17. April. Die Schönheit der Ruinen, die sie ihrer Nutzlosigkeit verdanken. Die Ruine als Idealbild der Muße. Unsterbliche Botschaft, sterbender Bote.
19 April. Aus dem Logbuch der Realität, geschrieben bei acht Glasen: Die einzige Macht, die einzige Autorität, die der Pirat anerkennt, ist der Tod. Keine Regierung, keinen Gott. Daher die Piratenflagge mit Totenkopf und gekreuzten Knochen.
17. Mai. Gegen sechs Uhr morgens wurde die Stadt Wolfsleben angetrieben. Langsam drückten sich ihre ersten Häuser gegen die hölzernen Bootsstege am Ufer, die schließlich, nachdem sie wie gequält geklungen hatten, krachend zerbarsten. Wenig später saß sie endgültig und ein wenig schief auf dem Strand fest. Wir rieben uns verwundert die Augen, in den angeschwemmten Häusern wurden die ersten Fenster geöffnet. Nach einer Weile öffnete sich auch eine Tür, ein Mensch trat heraus und fragte, wo er denn sei. Die Stadt musste sich nachts losgerissen haben und wurde offenbar von der Strömung hierher getrieben. Wir waren alle ein wenig ratlos.
18. Mai. Suchen bringt Segen, Finden Fluch.
Der Papst nennt sich jetzt TAFKAR: The Artist formerly known as Ratzinger.

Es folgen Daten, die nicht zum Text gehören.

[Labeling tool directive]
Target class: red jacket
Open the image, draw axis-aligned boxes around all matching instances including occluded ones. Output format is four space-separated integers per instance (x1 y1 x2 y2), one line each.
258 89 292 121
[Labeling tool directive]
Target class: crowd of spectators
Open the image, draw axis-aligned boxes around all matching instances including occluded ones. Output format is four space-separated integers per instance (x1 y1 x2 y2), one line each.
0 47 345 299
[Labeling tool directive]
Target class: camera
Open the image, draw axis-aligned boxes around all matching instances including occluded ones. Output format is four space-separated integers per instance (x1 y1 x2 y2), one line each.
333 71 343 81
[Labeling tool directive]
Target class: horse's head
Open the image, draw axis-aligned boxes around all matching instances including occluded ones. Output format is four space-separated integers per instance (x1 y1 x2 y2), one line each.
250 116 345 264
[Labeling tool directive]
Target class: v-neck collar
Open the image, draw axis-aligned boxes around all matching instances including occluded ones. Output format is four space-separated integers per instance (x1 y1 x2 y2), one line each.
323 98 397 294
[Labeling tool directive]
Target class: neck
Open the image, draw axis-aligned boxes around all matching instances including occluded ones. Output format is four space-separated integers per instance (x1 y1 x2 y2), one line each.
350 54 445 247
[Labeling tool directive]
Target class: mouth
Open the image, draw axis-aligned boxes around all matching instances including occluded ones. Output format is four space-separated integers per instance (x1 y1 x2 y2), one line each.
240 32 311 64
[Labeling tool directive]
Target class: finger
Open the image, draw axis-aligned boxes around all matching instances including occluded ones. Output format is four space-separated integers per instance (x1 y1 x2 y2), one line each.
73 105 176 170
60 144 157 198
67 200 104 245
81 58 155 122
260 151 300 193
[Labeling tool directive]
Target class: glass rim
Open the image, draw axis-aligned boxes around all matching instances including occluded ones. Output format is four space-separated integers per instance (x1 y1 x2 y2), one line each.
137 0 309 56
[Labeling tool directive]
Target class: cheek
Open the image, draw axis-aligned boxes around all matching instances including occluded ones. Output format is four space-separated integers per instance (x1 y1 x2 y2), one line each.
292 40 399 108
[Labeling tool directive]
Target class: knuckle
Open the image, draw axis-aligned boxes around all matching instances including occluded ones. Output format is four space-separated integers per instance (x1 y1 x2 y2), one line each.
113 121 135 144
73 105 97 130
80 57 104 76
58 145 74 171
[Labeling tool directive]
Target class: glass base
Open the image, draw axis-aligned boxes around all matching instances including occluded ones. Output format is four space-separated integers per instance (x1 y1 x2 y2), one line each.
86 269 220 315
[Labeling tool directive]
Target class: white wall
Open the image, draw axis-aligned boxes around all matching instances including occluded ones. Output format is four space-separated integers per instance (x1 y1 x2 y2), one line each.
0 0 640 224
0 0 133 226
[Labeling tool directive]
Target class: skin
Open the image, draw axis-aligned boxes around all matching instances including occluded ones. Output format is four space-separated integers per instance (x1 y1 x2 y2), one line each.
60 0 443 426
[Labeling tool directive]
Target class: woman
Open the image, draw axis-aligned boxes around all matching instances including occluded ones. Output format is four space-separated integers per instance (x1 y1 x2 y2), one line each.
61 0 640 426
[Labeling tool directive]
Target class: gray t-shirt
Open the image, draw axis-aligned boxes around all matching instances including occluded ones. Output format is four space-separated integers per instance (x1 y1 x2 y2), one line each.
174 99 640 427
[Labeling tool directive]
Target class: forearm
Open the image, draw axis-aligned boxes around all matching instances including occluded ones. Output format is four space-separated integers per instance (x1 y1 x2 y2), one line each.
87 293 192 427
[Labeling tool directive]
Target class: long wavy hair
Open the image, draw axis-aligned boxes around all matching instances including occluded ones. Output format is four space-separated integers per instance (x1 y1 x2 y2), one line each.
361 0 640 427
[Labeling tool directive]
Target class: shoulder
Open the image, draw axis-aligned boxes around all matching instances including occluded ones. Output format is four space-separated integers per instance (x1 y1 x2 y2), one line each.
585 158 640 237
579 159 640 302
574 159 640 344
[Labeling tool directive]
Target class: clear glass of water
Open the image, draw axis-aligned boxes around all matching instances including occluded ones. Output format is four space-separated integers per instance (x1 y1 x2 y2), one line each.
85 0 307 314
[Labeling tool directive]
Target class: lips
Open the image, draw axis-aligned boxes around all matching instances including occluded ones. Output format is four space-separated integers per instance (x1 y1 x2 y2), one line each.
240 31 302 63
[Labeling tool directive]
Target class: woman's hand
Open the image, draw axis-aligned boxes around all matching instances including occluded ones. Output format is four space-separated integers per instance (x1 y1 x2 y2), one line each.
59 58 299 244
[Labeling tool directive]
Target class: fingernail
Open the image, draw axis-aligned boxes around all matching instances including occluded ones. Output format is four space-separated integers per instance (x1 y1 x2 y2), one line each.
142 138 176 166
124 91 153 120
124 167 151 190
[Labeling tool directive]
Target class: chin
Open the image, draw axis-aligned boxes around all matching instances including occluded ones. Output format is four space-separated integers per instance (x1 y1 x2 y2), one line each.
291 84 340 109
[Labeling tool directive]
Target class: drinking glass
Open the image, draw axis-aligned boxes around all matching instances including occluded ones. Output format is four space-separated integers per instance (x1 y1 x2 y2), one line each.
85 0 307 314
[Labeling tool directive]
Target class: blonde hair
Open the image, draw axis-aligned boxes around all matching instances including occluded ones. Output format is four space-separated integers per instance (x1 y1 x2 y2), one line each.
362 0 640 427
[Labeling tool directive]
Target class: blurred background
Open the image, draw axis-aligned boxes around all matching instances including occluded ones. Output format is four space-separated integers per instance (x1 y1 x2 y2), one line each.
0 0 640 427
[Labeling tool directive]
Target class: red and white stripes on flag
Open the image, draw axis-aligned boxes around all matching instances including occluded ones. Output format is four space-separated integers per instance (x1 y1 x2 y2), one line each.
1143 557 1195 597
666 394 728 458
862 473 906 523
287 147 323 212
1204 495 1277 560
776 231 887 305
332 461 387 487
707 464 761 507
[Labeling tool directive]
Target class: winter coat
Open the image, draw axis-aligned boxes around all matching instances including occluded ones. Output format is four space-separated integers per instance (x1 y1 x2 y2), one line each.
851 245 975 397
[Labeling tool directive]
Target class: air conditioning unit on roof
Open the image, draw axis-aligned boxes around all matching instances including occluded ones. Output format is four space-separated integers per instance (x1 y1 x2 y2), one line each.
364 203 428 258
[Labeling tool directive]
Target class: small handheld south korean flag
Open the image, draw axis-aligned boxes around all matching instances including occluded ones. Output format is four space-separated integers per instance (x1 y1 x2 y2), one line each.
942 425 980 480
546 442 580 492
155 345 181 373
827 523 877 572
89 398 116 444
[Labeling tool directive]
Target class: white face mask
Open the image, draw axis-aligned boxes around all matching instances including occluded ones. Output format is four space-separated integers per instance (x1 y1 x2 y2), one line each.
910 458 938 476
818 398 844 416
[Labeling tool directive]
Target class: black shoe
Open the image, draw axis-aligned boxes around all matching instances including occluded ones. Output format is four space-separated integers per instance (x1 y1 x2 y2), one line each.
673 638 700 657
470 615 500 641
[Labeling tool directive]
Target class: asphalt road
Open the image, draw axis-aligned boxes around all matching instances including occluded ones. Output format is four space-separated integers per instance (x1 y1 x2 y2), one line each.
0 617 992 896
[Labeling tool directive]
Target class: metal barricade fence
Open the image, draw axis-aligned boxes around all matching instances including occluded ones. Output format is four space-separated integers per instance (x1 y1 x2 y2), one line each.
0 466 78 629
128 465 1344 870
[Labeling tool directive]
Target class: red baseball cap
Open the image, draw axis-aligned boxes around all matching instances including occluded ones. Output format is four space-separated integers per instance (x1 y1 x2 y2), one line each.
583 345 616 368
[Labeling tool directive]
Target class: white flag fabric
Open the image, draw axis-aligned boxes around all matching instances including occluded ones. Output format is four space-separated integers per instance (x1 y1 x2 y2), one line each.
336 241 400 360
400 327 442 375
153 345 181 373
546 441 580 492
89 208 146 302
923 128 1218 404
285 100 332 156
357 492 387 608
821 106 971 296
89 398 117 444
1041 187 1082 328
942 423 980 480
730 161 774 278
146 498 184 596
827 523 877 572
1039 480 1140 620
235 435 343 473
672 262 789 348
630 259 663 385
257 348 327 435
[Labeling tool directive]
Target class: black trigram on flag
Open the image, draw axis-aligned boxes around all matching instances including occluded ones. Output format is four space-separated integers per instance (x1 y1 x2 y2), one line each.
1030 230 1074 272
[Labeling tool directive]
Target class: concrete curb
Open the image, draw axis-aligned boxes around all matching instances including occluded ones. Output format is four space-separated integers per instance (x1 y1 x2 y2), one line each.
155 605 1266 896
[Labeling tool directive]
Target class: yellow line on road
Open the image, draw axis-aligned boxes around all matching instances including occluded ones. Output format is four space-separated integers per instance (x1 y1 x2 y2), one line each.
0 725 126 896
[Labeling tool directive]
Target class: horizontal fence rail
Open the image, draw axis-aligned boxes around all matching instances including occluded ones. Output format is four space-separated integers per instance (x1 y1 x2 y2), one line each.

22. Mai. An dieser Stelle könnte der Text enden. Aber der Text endet nicht, das Selbstgespräch, die Selbstbeschimpfung enden nicht. Es geht weiter. Solange Blut durch diese Adern und Tinte durch diesen Stift fließen, geht es weiter. Das Wort „Ende“ wird eine völlig neue Bewertung, nein: eine abschließende und endgültige Neubewertung erfahren, mit diesem Wort wird buchstäblich alles vorbei sein. Ich werde mich Jonathan von und zu Ende nennen, wenn es vorbei ist, wenn der letzte Satz geschrieben ist. Ungeheuerlicherweise ist es jetzt fünf Uhr morgens, es ist Montag. Eigentlich fängt alles gerade erst an. Hier endet also nichts, gar nichts werde ich hier beenden. Ganz im Gegenteil beginnt hier etwas, eine neue Textform wird geboren, die Negation des Endes, das Ende des Endes wird hier erschaffen. Jeder Text soll zukünftig in diese Endlosigkeit, in diese Unendlichkeit münden, sich in sie ergießen wie ein Fluss ins Meer, nicht aufhören, sondern aufgehen im Strom der Erzählung, in der offenen See des Erzählens. Ein solches Ende ist eine neue Gestaltungsform und wahrlich diesen ersten Schluck Wein wert, der die Woche einleitet.
30. Mai. Dieser Satz eines vierjährigen Mädchens ist ein gutes Beispiel für magischen Realismus: „Der Flaschenöffner ist ein nützliches Haustier.“
11. Juni. Sehr sympathisch ist das Motto auf der brasilianischen Flagge: Orgien und Prosecco.